Oh, sirs, a little patience,” replies the state with a piteous air. “I shall try to satisfy you, but for that I shall need some resources. I have prepared proposals for five or six taxes, brand new and the mildest in the world. You will see how glad people will be to pay them.”

But then a great cry is raised: “Shame! Shame! Anybody can do a thing if he has the resources! Then you would not be worthy of being called thestate. Far from hitting us with new taxes, we demand that you eliminate the old ones.

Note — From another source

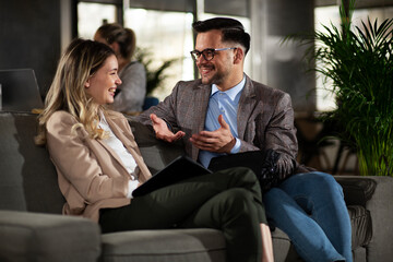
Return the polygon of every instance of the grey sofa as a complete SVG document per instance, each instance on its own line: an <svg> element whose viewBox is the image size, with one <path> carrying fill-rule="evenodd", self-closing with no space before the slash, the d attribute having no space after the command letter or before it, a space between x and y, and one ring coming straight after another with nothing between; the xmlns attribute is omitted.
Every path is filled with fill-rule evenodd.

Abolish:

“The tax on salt;

“The tax on beverages;

“The tax on letters;

“The octroi;

“Licenses;

“Prestations.”

 

(…)

As, on the one hand, it is certain that we all address some such request to the state, and, on the other hand, it is a well-established fact that the state cannot procure satisfaction for some without adding to the labor of others, while awaiting another definition of the state, I believe myself entitled to give my own here. Who knows if it will not carry off the prize? Here it is:

“The state is the great fictitious entity by which everyone seeks to live at the expense of everyone else.”